Спасать следовало соседний дом. В нем жил Валерик. Пожарники получили от него авансом три бутылки пойла, наскоро похмелились, растянули рукав и принялись лить воду на стены и крышу, чтобы не занялись от жара и носящихся в воздухе искр. К пожару сбежалась вся деревня. Снег вокруг горящего дома истоптали, в жирной глине ноги скользили и разъезжались, Мальцов чуть не упал и поспешил отойти подальше, к сбившимся в группку женщинам. Они стояли напуганные, повернувшись вполоборота к полыхающему остову, и скорбно молчали, чуть опустив головы, как жены-мироносицы у Гроба Господня; в расширенных зрачках плясали отблески огня. Пламя лизало стены, внутри горящего дома что-то лопалось и трещало. Затем с грохотом обвалилась последняя потолочная балка, державшаяся невесть на чем, потянула за собой остатки кровли, и разом вспыхнула старая дранка, в небо взлетели языки пламени, над которыми разлетелись в небе целые снопы алых брызг. Бабы заголосили, но кто-то шикнул на них басом, и они разом замолчали, некоторые принялись обниматься от испуга. Вовочку нигде не было видно, шептались, что из пожара он выбраться не успел.
– Сам сотворил, жить не схотел, – всхлипывая, прошептала какая-то баба с краю, но подружки ее не поддержали, замкнулись в себе, неотрывно смотрели в адское пламя.
Около своего дома метался Валерик, материл пожарных, у которых скоро кончилась вода в бочке, истерично взывал к сельчанам, чтобы вставали в цепь и начинали отливать ведрами. Пожарную машину завели, отсоединили рукав.

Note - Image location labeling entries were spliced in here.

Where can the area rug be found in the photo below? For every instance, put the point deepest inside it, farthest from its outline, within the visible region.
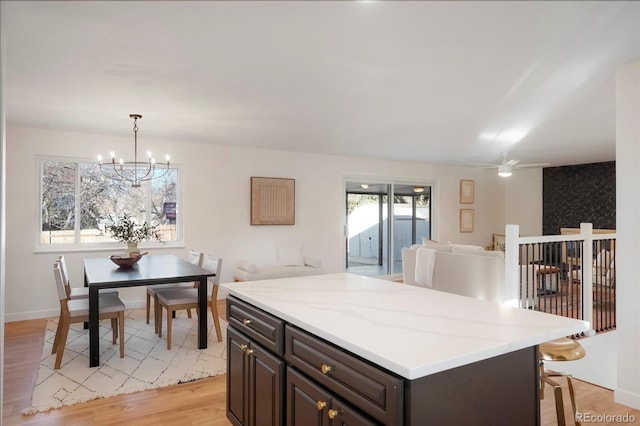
(147, 363)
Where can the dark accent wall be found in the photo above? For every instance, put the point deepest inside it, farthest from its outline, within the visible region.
(572, 195)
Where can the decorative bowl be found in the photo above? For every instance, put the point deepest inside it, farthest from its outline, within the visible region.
(126, 262)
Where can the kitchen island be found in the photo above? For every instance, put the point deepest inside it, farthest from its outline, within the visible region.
(349, 349)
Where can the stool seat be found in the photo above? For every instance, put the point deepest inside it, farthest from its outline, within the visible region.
(563, 349)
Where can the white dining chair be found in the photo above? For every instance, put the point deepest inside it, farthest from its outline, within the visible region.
(77, 310)
(78, 292)
(186, 298)
(195, 258)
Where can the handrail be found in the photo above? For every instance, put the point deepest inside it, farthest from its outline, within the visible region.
(585, 248)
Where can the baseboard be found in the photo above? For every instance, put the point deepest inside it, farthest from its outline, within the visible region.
(629, 399)
(52, 313)
(25, 316)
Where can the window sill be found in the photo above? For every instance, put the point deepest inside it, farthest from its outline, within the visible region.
(110, 248)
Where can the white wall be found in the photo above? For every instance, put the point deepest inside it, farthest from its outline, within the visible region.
(627, 223)
(524, 201)
(2, 201)
(216, 206)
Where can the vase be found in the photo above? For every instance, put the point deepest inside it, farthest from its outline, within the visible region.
(132, 248)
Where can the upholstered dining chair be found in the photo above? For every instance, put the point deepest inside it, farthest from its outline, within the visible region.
(195, 257)
(185, 298)
(77, 310)
(78, 292)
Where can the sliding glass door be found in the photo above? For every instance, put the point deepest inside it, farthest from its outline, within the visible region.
(373, 241)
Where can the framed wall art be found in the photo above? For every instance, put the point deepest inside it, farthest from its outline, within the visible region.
(466, 191)
(272, 201)
(466, 220)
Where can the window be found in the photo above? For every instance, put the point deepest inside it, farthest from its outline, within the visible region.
(77, 203)
(374, 242)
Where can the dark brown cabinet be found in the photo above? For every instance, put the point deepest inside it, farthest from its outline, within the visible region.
(310, 405)
(255, 382)
(279, 373)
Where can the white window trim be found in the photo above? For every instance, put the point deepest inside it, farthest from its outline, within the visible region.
(106, 246)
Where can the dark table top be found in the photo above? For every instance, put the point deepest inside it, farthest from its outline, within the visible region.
(102, 272)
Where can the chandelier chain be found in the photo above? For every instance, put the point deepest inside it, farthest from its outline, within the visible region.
(134, 171)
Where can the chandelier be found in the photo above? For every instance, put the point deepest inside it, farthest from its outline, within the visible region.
(134, 171)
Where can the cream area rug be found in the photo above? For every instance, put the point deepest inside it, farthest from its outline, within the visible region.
(147, 363)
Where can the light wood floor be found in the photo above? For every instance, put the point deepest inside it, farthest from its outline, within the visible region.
(197, 403)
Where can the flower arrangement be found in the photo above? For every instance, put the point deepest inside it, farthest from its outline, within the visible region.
(126, 231)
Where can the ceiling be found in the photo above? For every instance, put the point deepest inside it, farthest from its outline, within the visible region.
(438, 82)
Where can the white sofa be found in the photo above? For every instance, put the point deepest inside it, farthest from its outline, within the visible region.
(459, 269)
(246, 271)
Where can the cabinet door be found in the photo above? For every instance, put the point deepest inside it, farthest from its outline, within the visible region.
(307, 404)
(343, 415)
(266, 387)
(237, 378)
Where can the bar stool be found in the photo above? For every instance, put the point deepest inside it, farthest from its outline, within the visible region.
(563, 349)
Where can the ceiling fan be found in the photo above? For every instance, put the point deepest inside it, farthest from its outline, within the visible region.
(505, 168)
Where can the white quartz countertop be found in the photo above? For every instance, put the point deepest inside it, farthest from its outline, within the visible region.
(409, 330)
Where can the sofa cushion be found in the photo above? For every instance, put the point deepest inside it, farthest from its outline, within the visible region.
(290, 255)
(246, 266)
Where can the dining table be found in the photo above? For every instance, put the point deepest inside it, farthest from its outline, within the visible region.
(101, 273)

Старый «зилок» дернулся раз, другой, заскрипел ржавым железом и пополз на первой передаче к ближайшему водоему под горой. Побежали за ведрами, началась неразбериха. Валерик сновал от группы к группе, просил, умолял, заискивающе заглядывал в глаза каждому. Улыбка на его измазанном пеплом и сажей лице походила на гримасу. При этом он еще и не переставал всем жаловаться, бубнил как заведенный:
– Вовочка за бутылку заплатил, а ночью в три пришел, еще пять бутылок взял, сказал, что Мальцов ему за собаку отдаст. Как теперь быть? Двести пятьдесят рублей потерял!
– Человек сгорел, глядишь, и его дом займется, а ему хрен по деревне, одни деньги на уме! – зло сказала какая-то баба.
– Надо отливать, вставайте в цепочку! – скомандовал мужской голос в толпе.
До колодца было метров двести, стали выстраиваться в цепь. Встал в нее и Мальцов, ему досталось место совсем близко к горящему дому.